President Nicolás Maduro vehemently rejected these records and assured that Venezuela would exceed 5 percentage points of growth in the year.

The same OVF said this week that the Venezuelan economy had grown 2.4% in the third quarter of the year.

This rebound occurs weeks after the United States eased its economic sanctions on Venezuela’s oil and gas sectors to encourage the signing of political agreements between the Maduro government and its opposition in Barbados.

The negative effects of power outages are not only limited to the moment of service interruption, Cunto highlights, for his part.

“An (electrical) paralysis has an impact on surrounding activities, it is a bottleneck throughout the entire production process,” says Cunto.

The deterioration of Venezuela’s electrical system “is one of the main obstacles to the growth and dynamization of its economy” and is one of the factors that make its potential growth “ceiling” “so low,” he says.

Many cuts, little fruit

The common anecdote in Venezuela is that the electricity is failing where it did not before, such as in Carabobo, emphasizes the economist and university professor Aldo Contreras.

Electrical outages lasting several hours a day “make the economic apparatus not dynamic” and Venezuela has “a more inefficient economy,” he warns.

It specifies that the industrial areas on the border between Ureña, Colombia, and San Cristóbal, in western Venezuela, spend up to 12 hours a day without electricity.

Contreras, a specialist in international economic relations, indicates that the costs associated with blackouts usually impact the pockets of private companies.

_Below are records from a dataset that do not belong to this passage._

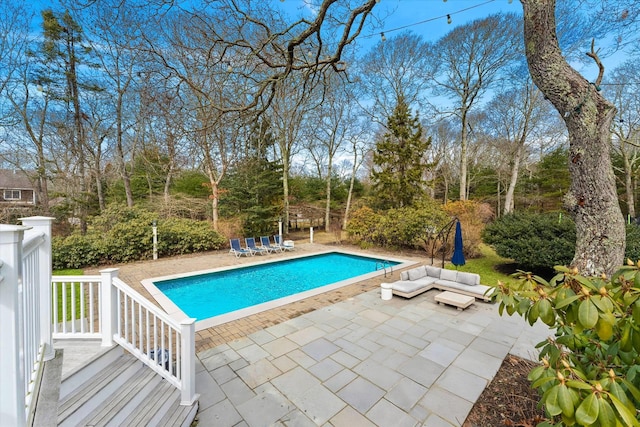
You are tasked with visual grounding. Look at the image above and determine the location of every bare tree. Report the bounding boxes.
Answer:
[431,14,521,200]
[358,32,431,126]
[521,0,626,275]
[603,60,640,218]
[310,75,360,232]
[485,76,551,214]
[268,78,317,233]
[0,2,49,213]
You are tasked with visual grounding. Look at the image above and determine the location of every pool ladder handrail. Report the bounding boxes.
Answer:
[376,259,393,277]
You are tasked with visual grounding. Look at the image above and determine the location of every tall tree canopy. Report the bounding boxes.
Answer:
[371,97,431,208]
[522,0,625,275]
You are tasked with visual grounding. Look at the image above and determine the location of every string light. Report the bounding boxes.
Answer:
[362,0,510,39]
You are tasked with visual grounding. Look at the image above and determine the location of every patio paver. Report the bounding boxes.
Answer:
[91,243,550,427]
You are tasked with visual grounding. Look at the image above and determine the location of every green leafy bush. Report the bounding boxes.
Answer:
[51,234,102,270]
[347,200,450,248]
[482,212,576,270]
[158,218,226,256]
[52,205,226,269]
[493,262,640,427]
[347,206,381,247]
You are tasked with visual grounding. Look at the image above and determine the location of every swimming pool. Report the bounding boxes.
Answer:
[143,251,412,330]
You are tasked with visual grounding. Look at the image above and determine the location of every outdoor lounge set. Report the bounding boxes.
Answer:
[229,235,294,258]
[382,265,491,308]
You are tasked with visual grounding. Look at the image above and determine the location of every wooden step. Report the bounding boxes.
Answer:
[60,345,124,400]
[58,354,198,427]
[58,355,140,425]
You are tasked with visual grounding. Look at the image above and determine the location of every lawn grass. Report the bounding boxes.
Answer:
[446,243,516,286]
[53,269,84,323]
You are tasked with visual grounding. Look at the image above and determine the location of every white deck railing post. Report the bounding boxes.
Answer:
[180,319,198,406]
[20,216,55,361]
[99,268,118,347]
[0,224,28,426]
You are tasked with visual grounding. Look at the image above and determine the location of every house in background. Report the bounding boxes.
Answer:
[0,169,38,207]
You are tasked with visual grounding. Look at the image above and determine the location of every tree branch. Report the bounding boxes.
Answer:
[587,39,604,87]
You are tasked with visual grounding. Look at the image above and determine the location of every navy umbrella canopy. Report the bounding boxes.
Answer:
[451,221,465,267]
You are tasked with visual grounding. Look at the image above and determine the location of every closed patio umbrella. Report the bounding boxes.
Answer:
[451,221,465,267]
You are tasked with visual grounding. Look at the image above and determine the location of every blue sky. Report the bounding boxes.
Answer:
[278,0,626,78]
[374,0,522,41]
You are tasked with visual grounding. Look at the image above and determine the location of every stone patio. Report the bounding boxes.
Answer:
[87,242,550,427]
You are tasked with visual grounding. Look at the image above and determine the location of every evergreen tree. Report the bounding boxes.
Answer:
[220,121,282,237]
[371,97,431,209]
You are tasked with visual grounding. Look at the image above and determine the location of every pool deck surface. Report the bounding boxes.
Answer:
[89,242,551,427]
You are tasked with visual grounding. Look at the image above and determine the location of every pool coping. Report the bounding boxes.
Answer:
[140,249,419,331]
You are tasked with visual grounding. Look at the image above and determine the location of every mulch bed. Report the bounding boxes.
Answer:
[463,354,545,427]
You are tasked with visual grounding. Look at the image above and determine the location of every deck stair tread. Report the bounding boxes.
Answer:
[58,356,136,421]
[123,381,180,425]
[82,367,159,427]
[58,353,198,427]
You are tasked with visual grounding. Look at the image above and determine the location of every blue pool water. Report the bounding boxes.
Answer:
[153,253,399,320]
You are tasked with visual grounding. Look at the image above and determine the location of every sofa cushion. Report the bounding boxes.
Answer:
[457,271,480,286]
[424,265,441,278]
[391,280,431,294]
[408,266,427,280]
[433,280,491,299]
[412,276,438,286]
[440,268,458,282]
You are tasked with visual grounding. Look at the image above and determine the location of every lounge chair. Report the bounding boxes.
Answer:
[229,239,253,258]
[244,237,269,255]
[260,236,282,252]
[273,234,293,251]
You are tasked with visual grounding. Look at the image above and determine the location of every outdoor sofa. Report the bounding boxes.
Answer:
[390,265,491,302]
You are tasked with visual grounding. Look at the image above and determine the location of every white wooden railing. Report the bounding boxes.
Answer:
[0,217,54,426]
[0,217,198,426]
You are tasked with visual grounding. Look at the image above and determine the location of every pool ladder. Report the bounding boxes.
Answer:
[376,259,393,277]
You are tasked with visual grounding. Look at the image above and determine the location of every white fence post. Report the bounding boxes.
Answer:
[180,318,198,406]
[100,268,118,347]
[20,216,55,361]
[0,224,28,426]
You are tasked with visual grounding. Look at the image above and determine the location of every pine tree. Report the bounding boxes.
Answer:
[371,97,431,209]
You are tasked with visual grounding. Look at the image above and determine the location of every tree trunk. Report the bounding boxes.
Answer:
[342,150,358,230]
[324,161,332,233]
[460,110,468,200]
[207,166,220,231]
[522,0,626,275]
[282,155,289,234]
[621,150,636,218]
[116,91,133,208]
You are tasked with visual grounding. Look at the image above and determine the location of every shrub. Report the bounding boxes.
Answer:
[493,262,640,426]
[51,234,102,270]
[52,206,226,269]
[347,200,449,249]
[482,212,576,270]
[158,218,226,256]
[347,206,381,247]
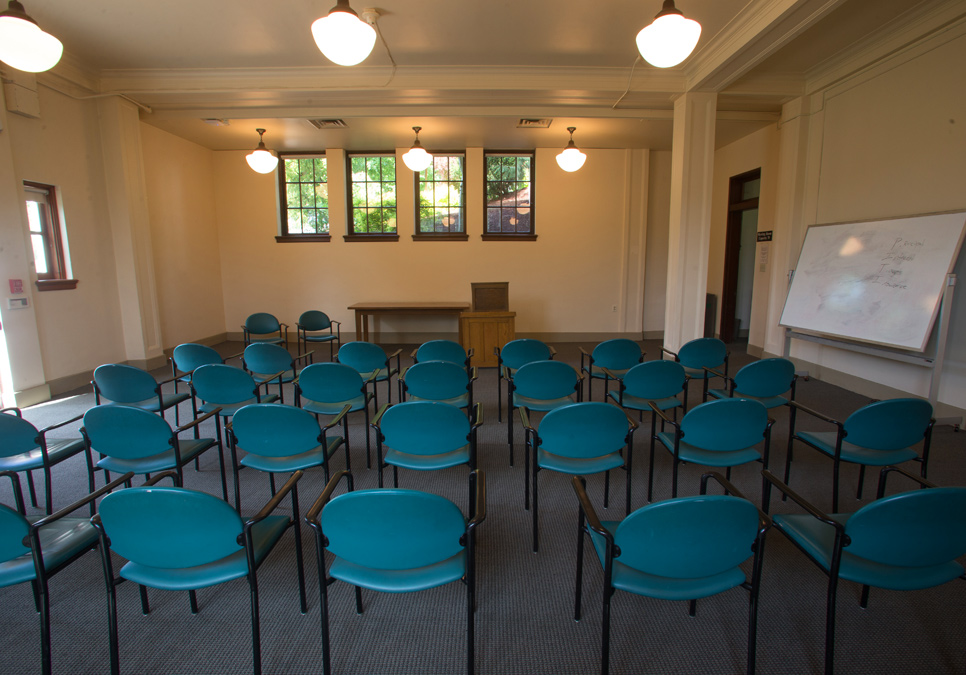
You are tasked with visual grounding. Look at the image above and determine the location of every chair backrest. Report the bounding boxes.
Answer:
[624,361,687,401]
[298,309,332,331]
[500,338,550,370]
[84,405,174,459]
[404,361,470,401]
[591,338,644,370]
[298,363,363,403]
[0,413,40,457]
[678,338,728,368]
[416,340,466,366]
[845,487,966,567]
[843,398,932,450]
[614,495,759,579]
[191,363,255,405]
[513,361,579,401]
[735,358,795,398]
[242,342,295,375]
[245,312,282,335]
[97,486,242,569]
[681,398,768,452]
[339,341,386,373]
[379,401,470,455]
[320,489,466,570]
[231,403,322,457]
[537,401,630,458]
[94,363,158,403]
[171,342,225,373]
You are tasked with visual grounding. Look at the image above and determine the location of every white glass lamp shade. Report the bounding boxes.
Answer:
[0,2,64,73]
[312,4,376,66]
[637,6,701,68]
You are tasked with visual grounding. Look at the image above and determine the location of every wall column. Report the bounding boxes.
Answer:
[97,97,163,368]
[664,93,717,351]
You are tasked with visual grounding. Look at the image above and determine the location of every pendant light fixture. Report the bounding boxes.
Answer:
[637,0,701,68]
[403,127,433,173]
[557,127,587,173]
[312,0,378,66]
[0,0,64,73]
[245,129,278,173]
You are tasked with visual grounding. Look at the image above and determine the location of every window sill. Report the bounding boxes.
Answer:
[342,233,399,241]
[483,232,537,241]
[34,279,77,291]
[275,234,332,244]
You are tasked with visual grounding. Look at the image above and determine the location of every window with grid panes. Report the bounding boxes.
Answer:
[413,154,467,240]
[278,153,329,241]
[483,152,535,239]
[347,153,398,238]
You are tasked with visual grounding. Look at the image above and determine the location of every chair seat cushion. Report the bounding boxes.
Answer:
[238,436,342,473]
[384,445,470,471]
[657,431,761,466]
[590,521,747,600]
[97,438,215,474]
[795,431,919,466]
[774,513,964,591]
[537,447,624,476]
[329,551,466,593]
[0,438,84,471]
[0,518,98,588]
[119,516,291,591]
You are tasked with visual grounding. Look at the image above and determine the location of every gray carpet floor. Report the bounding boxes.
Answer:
[0,342,966,675]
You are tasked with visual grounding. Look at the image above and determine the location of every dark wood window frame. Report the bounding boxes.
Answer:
[275,151,332,243]
[23,180,77,291]
[483,150,537,241]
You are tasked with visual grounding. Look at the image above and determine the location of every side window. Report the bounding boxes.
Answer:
[346,153,399,241]
[483,152,536,240]
[23,181,77,291]
[413,154,468,241]
[278,153,330,241]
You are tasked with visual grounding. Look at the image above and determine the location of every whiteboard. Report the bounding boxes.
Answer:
[780,212,966,351]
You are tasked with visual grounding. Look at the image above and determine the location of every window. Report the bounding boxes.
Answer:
[23,181,77,291]
[276,153,329,241]
[413,154,468,240]
[483,152,536,240]
[346,153,399,241]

“Industries have to generate their own electrical energy at much higher costs. “They have to purchase a power plant for between 10,000 and 20,000 dollars, install a timing belt, spark plug, technical costs, supply it with diesel or gasoline purchased on a parallel market” due to its shortage at service stations, he specifies to the The Vermilion.

The lack of credits and tax incentives, as well as the absence of a schedule for electrical outages, add to the list of challenges for industries in Venezuela, he adds.

The country also depends exclusively on thermoelectric and hydroelectric energy, not even on other “clean” ones, such as wind energy, solar panels, not to mention nuclear energy, he recalls.

A political agreement signed between the ruling party and the Venezuelan opposition in the negotiations in Mexico City, 1 year ago, contemplated a fund to address public service problems, such as electricity, as well as health and education.

The United Nations, which will manage that fund, said last month that it will establish a multi-partner trust fund to benefit “vulnerable people in Venezuela by providing them with health care and other basic needs.

While the opposition affirms that the country is “on the verge of a mega blackout” like the one that occurred in March 2019, government spokespersons, such as Minister Néstor Reverol, attest that the stability of the electrical service is guaranteed.

Contreras, for his part, believes that it is imperative that Venezuela recover its electrical system to lift an economy that succumbed by nearly 80 points between 2013 and 2021.